La solitude est un puits qui nous entraîne vers des abîmes obscurs. Il fallait que ma raison refuse de les sonder. La musique ne comblait plus les heures perdues de mon existence, mes murs exhalaient la froideur de l'indifférence. Pourtant la coquetterie de mon intérieur entretenu par mon robot domestique resplendissait de dynamisme. La machine, dotée d'un programme infaillible, d'une finesse technologique, possédait la raideur de la perfection. J'éprouvais alors un tel sentiment d'inutilité que subitement, envahi d'une rage destructive, un flots d'injures dégoûtantes se déversèrent sur sa carapace métallique, lisse et brillante… Lui, stoïque reçut ces ondes nocives avec le calme d'un submersible. Épuisé par la colère, je sombrais dans un flots de sanglots déversant sur un coussin mon chagrin humide…...........................................................

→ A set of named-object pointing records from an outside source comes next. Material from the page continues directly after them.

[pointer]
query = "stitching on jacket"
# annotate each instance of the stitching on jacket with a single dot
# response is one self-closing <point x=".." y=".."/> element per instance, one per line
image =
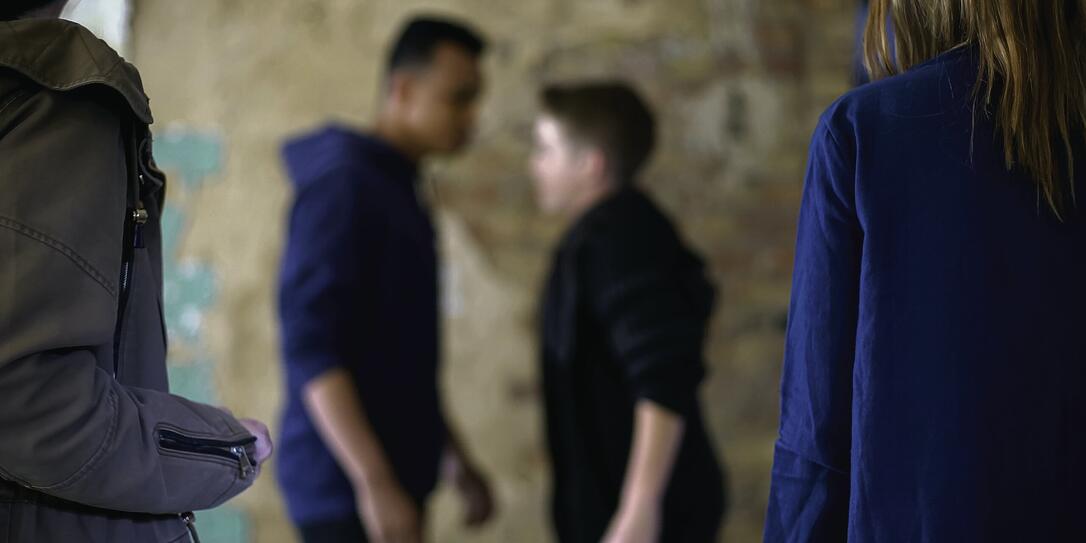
<point x="61" y="248"/>
<point x="91" y="463"/>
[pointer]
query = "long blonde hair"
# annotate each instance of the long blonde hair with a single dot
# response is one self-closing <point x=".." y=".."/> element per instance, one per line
<point x="1032" y="72"/>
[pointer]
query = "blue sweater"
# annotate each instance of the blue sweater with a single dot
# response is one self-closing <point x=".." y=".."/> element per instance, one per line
<point x="934" y="382"/>
<point x="358" y="290"/>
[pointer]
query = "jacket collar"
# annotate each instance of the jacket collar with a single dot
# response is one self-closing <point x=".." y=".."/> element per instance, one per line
<point x="62" y="55"/>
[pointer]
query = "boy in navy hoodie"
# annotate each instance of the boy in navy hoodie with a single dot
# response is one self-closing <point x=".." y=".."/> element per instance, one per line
<point x="364" y="436"/>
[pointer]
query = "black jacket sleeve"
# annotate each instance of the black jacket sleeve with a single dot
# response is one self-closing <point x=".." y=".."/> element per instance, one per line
<point x="640" y="287"/>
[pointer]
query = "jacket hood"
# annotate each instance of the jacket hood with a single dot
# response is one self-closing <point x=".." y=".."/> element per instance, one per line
<point x="311" y="156"/>
<point x="63" y="55"/>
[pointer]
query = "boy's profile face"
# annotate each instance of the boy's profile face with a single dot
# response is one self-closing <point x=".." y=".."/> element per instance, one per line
<point x="562" y="168"/>
<point x="441" y="101"/>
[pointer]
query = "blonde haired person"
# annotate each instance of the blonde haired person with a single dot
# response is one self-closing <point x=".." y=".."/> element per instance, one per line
<point x="936" y="350"/>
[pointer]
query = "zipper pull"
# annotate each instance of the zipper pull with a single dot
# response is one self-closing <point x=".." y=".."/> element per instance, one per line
<point x="247" y="465"/>
<point x="140" y="217"/>
<point x="190" y="522"/>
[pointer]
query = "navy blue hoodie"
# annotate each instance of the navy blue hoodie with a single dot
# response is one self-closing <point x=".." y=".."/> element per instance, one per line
<point x="358" y="291"/>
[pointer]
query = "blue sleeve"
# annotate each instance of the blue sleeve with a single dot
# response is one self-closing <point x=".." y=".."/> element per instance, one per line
<point x="321" y="289"/>
<point x="809" y="497"/>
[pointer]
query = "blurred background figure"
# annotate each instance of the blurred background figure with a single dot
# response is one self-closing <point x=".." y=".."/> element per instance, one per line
<point x="739" y="86"/>
<point x="935" y="350"/>
<point x="364" y="432"/>
<point x="623" y="325"/>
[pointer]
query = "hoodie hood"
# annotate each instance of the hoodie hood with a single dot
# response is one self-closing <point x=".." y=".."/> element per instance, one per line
<point x="312" y="156"/>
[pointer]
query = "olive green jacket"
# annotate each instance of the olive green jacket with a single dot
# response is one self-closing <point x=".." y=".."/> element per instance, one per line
<point x="92" y="446"/>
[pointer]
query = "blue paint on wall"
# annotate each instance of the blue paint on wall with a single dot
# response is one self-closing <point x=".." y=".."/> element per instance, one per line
<point x="193" y="159"/>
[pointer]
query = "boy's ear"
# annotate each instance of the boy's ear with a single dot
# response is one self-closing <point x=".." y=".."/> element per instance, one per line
<point x="401" y="86"/>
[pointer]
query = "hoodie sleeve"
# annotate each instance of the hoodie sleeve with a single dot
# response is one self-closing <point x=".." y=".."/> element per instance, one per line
<point x="68" y="428"/>
<point x="636" y="291"/>
<point x="810" y="478"/>
<point x="332" y="229"/>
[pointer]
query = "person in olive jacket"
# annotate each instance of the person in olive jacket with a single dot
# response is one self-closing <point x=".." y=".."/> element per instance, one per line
<point x="92" y="446"/>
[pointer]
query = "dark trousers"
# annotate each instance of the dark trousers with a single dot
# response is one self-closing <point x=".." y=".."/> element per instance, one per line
<point x="348" y="530"/>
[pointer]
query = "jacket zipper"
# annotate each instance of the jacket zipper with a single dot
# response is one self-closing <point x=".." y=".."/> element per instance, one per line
<point x="137" y="218"/>
<point x="229" y="450"/>
<point x="190" y="522"/>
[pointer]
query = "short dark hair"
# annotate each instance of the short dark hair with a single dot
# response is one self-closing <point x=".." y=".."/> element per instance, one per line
<point x="421" y="36"/>
<point x="14" y="9"/>
<point x="609" y="115"/>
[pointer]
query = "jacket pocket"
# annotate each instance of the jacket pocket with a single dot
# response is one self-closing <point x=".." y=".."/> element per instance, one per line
<point x="234" y="452"/>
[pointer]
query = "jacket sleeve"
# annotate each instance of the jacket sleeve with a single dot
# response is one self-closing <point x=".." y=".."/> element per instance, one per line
<point x="655" y="330"/>
<point x="332" y="230"/>
<point x="68" y="428"/>
<point x="809" y="495"/>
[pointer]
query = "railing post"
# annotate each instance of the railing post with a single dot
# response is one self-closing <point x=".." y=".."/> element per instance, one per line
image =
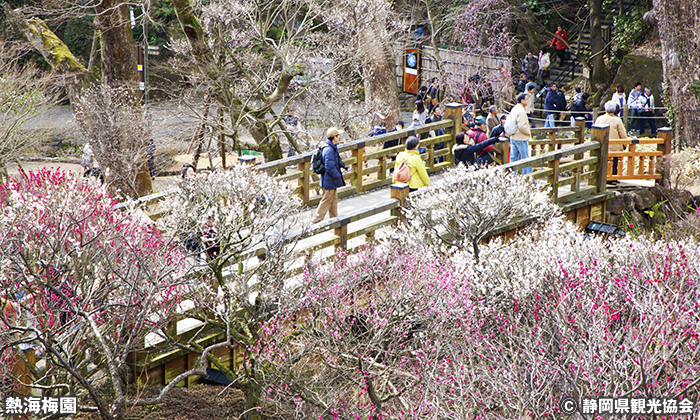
<point x="381" y="175"/>
<point x="453" y="112"/>
<point x="553" y="179"/>
<point x="247" y="160"/>
<point x="601" y="134"/>
<point x="400" y="192"/>
<point x="581" y="124"/>
<point x="305" y="180"/>
<point x="342" y="232"/>
<point x="358" y="154"/>
<point x="666" y="134"/>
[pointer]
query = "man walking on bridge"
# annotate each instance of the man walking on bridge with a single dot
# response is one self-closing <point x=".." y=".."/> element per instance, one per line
<point x="332" y="178"/>
<point x="519" y="148"/>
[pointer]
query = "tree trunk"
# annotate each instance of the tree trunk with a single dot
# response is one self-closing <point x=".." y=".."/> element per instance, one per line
<point x="119" y="64"/>
<point x="599" y="73"/>
<point x="379" y="75"/>
<point x="679" y="25"/>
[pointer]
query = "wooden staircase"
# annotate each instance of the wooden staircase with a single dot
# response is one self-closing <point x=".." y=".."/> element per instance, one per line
<point x="580" y="41"/>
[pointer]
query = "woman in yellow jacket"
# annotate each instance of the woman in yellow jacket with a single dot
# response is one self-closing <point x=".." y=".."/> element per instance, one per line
<point x="419" y="176"/>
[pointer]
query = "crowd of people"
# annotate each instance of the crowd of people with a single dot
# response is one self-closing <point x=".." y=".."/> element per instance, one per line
<point x="486" y="127"/>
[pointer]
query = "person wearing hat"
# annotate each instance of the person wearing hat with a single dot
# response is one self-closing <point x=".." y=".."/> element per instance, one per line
<point x="519" y="146"/>
<point x="332" y="178"/>
<point x="492" y="119"/>
<point x="477" y="134"/>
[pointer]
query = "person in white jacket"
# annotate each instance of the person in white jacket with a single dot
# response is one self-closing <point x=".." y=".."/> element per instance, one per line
<point x="543" y="62"/>
<point x="619" y="97"/>
<point x="519" y="146"/>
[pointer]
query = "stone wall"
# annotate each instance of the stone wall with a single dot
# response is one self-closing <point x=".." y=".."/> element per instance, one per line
<point x="651" y="206"/>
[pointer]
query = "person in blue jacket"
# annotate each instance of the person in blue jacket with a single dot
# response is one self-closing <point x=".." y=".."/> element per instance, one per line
<point x="465" y="150"/>
<point x="332" y="178"/>
<point x="551" y="105"/>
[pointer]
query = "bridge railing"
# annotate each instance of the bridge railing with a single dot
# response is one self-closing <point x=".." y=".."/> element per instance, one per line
<point x="369" y="156"/>
<point x="639" y="162"/>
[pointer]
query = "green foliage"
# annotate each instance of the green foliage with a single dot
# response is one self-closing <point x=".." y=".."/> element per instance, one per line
<point x="630" y="30"/>
<point x="77" y="34"/>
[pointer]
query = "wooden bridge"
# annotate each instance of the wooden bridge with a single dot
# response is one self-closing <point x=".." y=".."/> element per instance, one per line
<point x="575" y="167"/>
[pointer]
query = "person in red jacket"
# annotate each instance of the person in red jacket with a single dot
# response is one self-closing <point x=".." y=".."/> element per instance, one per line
<point x="560" y="45"/>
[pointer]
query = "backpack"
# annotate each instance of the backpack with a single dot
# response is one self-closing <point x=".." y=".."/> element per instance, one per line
<point x="403" y="173"/>
<point x="511" y="125"/>
<point x="317" y="164"/>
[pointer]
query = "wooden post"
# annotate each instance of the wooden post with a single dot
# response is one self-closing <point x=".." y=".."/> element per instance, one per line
<point x="400" y="192"/>
<point x="581" y="124"/>
<point x="666" y="134"/>
<point x="358" y="154"/>
<point x="342" y="232"/>
<point x="222" y="141"/>
<point x="305" y="180"/>
<point x="553" y="179"/>
<point x="381" y="175"/>
<point x="453" y="112"/>
<point x="247" y="160"/>
<point x="601" y="134"/>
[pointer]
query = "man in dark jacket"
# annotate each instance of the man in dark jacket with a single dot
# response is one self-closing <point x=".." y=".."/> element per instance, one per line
<point x="561" y="102"/>
<point x="551" y="104"/>
<point x="332" y="178"/>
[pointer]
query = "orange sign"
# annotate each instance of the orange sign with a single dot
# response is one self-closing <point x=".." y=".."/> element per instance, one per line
<point x="411" y="71"/>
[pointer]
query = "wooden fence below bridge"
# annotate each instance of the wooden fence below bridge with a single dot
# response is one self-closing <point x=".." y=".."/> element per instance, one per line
<point x="577" y="176"/>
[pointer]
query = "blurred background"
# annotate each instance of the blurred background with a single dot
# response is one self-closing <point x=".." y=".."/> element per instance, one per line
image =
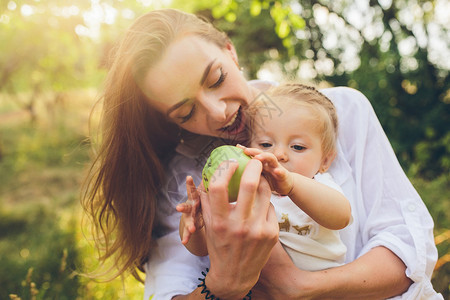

Voilà-t-il pas que ce monstre de technologie s'en fut quérir un oreiller sec pour me l'offrir, comme si, subitement, ma détresse l'avait touché ?… D'un seul coup, mon cœur s'est soulevé, admiratif ! Désappointé, ma vie subitement a basculé ! Il est donc possible d l'humaniser ?.....................................................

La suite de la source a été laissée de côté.